When I was 17, five years after Michelle and I parted ways, I was lurking her myspace and felt my chest growing cold. I started seeing words that represented something, but my brain wasn’t processing fast enough, and eventually the shock subsided and I realised they were obituaries.

Michelle, someone who had struggled with family problems, self harm and depression since a young age, had taken her whole life. And I was sent into a spiral. Because although we had drifted a bit, we were just as in love with each other as we were in primary school. Something that was so rooted in vulnerability and trust was immediately taken from me.

I felt like I had abandoned her. The many months that followed were filled with music, tears, regrets, visits to a school counsellor and a cold and white room. The music I listened to was the same as the stuff she gave me when I was in primary school and those she had given me when I was 13. And my memories of that time were so fixed to Bowie, it feels painful to me that people on the internet are now calling me an asshole for thinking back to those times and writing about it.

I realised that men, no matter what kind of men, always need to be held accountable for their power. Bowie seemed like the only exception to me. He was the one man that could resist the hyper-masculinity of the everyday, and indeed the rock world, and prove that there could be amazing men in the world. But it’s my fault for idolising him and removing him of all his agency, when there was a real woman who was changed by his actions.

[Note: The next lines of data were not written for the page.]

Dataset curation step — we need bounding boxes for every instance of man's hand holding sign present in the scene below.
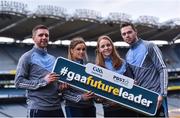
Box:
[54,57,158,115]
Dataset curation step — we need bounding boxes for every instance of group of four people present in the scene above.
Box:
[15,23,168,117]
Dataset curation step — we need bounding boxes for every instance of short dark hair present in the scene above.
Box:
[120,22,137,31]
[32,25,49,35]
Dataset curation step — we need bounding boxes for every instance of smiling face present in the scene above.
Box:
[121,25,138,45]
[71,43,86,60]
[98,38,112,58]
[33,29,49,48]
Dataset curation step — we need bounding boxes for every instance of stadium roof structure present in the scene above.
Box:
[0,1,180,43]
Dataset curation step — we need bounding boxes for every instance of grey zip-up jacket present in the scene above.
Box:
[15,46,61,110]
[63,60,94,108]
[126,39,168,96]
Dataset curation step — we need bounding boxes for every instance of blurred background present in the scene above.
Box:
[0,0,180,117]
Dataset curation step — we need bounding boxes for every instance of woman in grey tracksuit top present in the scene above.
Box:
[96,35,136,117]
[63,37,96,117]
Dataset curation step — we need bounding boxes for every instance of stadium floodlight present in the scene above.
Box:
[61,40,71,45]
[136,16,160,26]
[162,18,180,28]
[52,40,61,45]
[85,41,97,47]
[73,9,102,22]
[114,41,129,47]
[0,37,15,43]
[21,38,34,44]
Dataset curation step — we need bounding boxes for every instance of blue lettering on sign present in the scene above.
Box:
[93,67,103,74]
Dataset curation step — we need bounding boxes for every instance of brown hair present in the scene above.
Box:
[32,25,49,36]
[120,22,137,32]
[96,35,122,69]
[68,37,88,61]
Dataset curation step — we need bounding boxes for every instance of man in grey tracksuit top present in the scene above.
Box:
[120,23,168,117]
[15,25,64,117]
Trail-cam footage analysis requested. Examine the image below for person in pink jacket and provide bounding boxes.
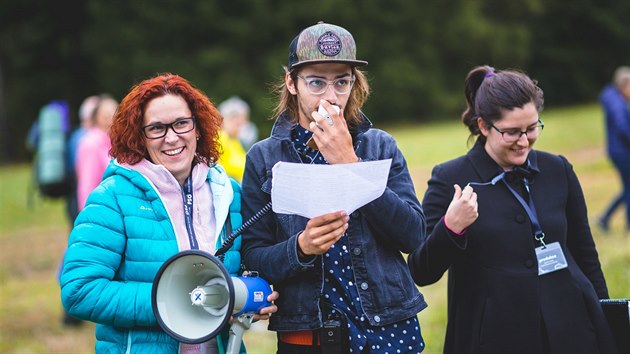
[75,94,118,211]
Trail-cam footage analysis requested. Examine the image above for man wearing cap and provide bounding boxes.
[242,22,427,353]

So many celebrities have broken my heart over the years, but it just shows that we need to not let men off the hook and idolise them, no matter what our initial impressions of them are. We need to instead see them as human beings worthy of respect and love, but who are profoundly and exceptionally human. No one will ever transcend human flaw or truly, fully embody the things you project on to them.

Ever.

If you hold people to unearthly standards you will always end up disappointed. A pedestal is not a home and is no way to keep someone. David Bowie took advantage of this pedestal and godliness to do some horrible things – that makes me think of what this culture can enable.

Love is not a finite resource. Despite what people on the internet are saying, you can care about two things at once: the statutory rape of Lori Maddox and your own memories that are linked to David Bowie. Certainly, they clash – but they are not mutually exclusive. In fact, I hope we can move forward into the future and not blame people who are already grieving and in pain. I hope dialogues about consent, statutory rape and powerful men will become as ever-present now as ever, because I too have been exploited and assaulted by men who were more powerful than me, and I never felt like I could speak up. I know many survivors on both sides of the fence. Think about the many survivors who are feeling old wounds open up today as they realise abusive men will often get away with what they’ve done and continue to be celebrated. Think of how they will feel when you uncritically celebrate Bowie.

Neither reaction is “wrong.” But if we move with care and consideration, we can create space to accommodate all of us.